James Claypoole Sr. (January 22, 1720/21 – September 21, 1784) was an American portrait painter, house painter, and glazier. He was born in Philadelphia, Pennsylvania, the son of Joseph Claypoole (1677-1740/41) and his second wife Edith Ward Claypoole (b. ?-d. 1737). He died in Philadelphia.

==Artistic training and works==

In 1741 he was still apprenticed to Gustavus Hesselius (1682–1755), a Swedish-born painter who resided in Philadelphia.
It is probable that he painted the portraits of his brother, George Claypoole Sr. (1706-c1770), and sister-in-law, Hannah Claypoole (ca 1708–1745), as the portraits were in the household of George Claypoole Sr., joiner and cabinetmaker, also shop keeper, Front Street, Philadelphia, Pa. Ca 1770 – portraits inherited by George and Hannah Claypoole's eldest son, George Claypoole Jr., (1733–1793), joiner and cabinet maker, of 65 Walnut Street, Philadelphia, Pa. Ca 1793 – portraits inherited by George Jr. and Mary (Parkhouse) Claypoole's eldest and surviving son, Dr. Willam Claypoole, (1758–1797) of Wilmington, North Carolina. 1797 – portraits inherited by William and Mary (Wright) Claypoole's only surviving child, Ann Grainger Claypoole, (ca 1791–1832) of Wilmington, North Carolina. Owned since 1984 by the Colonial Dames of Wilmington, North Carolina.

He had two early students that went on to become well known artists: James Claypoole Jr. (ca 1743–1822), and Matthew Pratt (1734–1805).

He served as High Sheriff of Philadelphia from 1777 to 1780.

Commissioned and paid $8 by Captain Abram Markoe in 1775 to paint a flag for the Philadelphia Troop of Light Horse.

==Marriages and children==

He married Rebecca White (c.1721–1749) on May 24, 1742, at Christ Church, Philadelphia.

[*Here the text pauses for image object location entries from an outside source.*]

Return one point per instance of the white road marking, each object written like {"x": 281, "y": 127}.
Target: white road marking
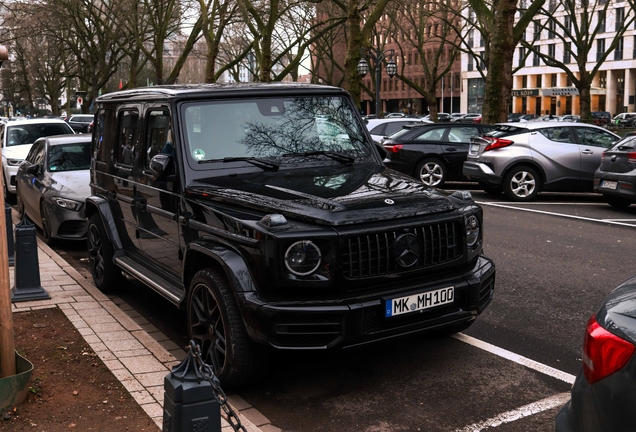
{"x": 519, "y": 413}
{"x": 607, "y": 221}
{"x": 539, "y": 367}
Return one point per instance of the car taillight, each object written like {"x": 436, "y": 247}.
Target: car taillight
{"x": 393, "y": 148}
{"x": 603, "y": 352}
{"x": 496, "y": 143}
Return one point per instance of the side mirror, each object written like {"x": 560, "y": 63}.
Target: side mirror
{"x": 381, "y": 150}
{"x": 34, "y": 169}
{"x": 161, "y": 165}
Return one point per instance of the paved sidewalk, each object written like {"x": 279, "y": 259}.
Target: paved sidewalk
{"x": 136, "y": 352}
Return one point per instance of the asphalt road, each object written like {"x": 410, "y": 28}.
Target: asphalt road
{"x": 556, "y": 258}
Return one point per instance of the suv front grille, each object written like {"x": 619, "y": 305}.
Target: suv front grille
{"x": 373, "y": 255}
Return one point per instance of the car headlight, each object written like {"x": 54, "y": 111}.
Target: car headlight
{"x": 303, "y": 258}
{"x": 68, "y": 204}
{"x": 472, "y": 230}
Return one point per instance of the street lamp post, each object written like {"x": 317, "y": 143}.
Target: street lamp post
{"x": 377, "y": 56}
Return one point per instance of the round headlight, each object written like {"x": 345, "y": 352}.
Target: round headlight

He had three children from this marriage:
- James Claypoole Jr., (c.1743–1822);
- Joseph Claypoole (c.1745-?); and,
- Mary Claypoole, (1746–1746).

After Rebecca's death on July 19, 1749 he married Mary Chambers (d. 1796) in September 1750 and had nine children with her:
- Elizabeth Claypoole Copper Matlack, (1751-ca 1820); She first married Norris Copper and second Timothy Matlack
- Mary Claypoole Peale (1753–1829); married James Peale younger brother to Charles Willson Peale
- Abraham George Claypoole, (c.1754–1827);
- David Chambers Claypoole, (1757–1849);
- Temperance Claypoole, (1759-c.1815);
- Helen Claypoole (?-?);
- Rebecca Claypoole, (?-?);
- Hester Claypoole Allen, (1763-?); and, she married Joseph Allen
- Septimus Claypoole, (1764–1798).

He was father-in-law to both the miniature portraitist James Peale and Col. Timothy Matlack (1730–1829), a Free Quaker, merchant, surveyor, architect, statesman, and patriot in the American Revolution.

==Death==
He died on September 21, 1784, in Philadelphia, Pennsylvania, and is interred at Old Saint Paul's Episcopal Church Cemetery, in Philadelphia, Pennsylvania.

A portrait of James Claypoole Sr. by James Peale and/or Charles Willson Peale is in the Pennsylvania Academy of the Fine Arts, Philadelphia, Pennsylvania.